Posttranscriptional adenosine-to-inosine modifications amplify the functionality of RNA molecules in the brain, yet the cellular and genetic regulation of RNA editing is poorly described. We quantify base-specific RNA editing across three major cell populations from the human prefrontal cortex: glutamatergic neurons, medial ganglionic eminence-derived GABAergic neurons, and oligodendrocytes. We identify more selective editing and hyper-editing in neurons relative to oligodendrocytes. RNA editing patterns are highly cell type-specific, with 189,229 cell type-associated sites. The cellular specificity for thousands of sites is confirmed by single nucleus RNA-sequencing.
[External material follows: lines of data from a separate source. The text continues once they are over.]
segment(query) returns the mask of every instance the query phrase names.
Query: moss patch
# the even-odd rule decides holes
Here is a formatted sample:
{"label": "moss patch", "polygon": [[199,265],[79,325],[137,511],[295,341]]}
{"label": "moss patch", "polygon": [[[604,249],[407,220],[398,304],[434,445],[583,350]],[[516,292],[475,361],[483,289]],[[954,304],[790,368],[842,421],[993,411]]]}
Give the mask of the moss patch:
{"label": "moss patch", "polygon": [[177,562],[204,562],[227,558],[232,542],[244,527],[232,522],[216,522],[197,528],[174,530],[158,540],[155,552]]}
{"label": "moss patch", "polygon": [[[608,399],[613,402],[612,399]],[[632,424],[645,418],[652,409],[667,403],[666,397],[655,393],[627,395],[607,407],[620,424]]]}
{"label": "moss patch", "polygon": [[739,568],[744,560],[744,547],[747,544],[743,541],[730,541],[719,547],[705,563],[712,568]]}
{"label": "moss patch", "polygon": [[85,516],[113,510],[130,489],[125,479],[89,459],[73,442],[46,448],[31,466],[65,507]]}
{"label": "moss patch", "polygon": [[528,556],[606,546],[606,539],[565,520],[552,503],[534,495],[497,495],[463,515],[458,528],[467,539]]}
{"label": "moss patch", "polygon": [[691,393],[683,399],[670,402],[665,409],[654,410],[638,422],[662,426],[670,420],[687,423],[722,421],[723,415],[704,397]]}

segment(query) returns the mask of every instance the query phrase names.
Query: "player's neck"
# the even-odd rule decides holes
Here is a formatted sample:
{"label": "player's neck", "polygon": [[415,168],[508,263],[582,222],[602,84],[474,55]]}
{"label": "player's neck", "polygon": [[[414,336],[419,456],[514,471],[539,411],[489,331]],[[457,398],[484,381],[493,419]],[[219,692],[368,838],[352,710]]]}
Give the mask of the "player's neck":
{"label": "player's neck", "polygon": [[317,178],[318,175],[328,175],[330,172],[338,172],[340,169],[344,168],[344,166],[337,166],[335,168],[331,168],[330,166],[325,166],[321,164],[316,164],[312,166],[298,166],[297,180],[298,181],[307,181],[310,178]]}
Importantly, cell type-associated sites are enriched in GTEx RNA-sequencing data, edited ~twentyfold higher than all other sites, and variation in RNA editing is largely explained by neuronal proportions in bulk brain tissue. Finally, we uncover 661,791 cis-editing quantitative trait loci across thirteen brain regions, including hundreds with cell type-associated features. These data reveal an expansive repertoire of highly regulated RNA editing sites across human brain cell types and provide a resolved atlas linking cell types to editing variation and genetic regulatory effects.

Suggested Citation

  • Winston H. Cuddleston & Junhao Li & Xuanjia Fan & Alexey Kozenkov & Matthew Lalli & Shahrukh Khalique & Stella Dracheva & Eran A. Mukamel & Michael S. Breen, 2022. "Cellular and genetic drivers of RNA editing variation in the human brain," Nature Communications, Nature, vol. 13(1), pages 1-15, December.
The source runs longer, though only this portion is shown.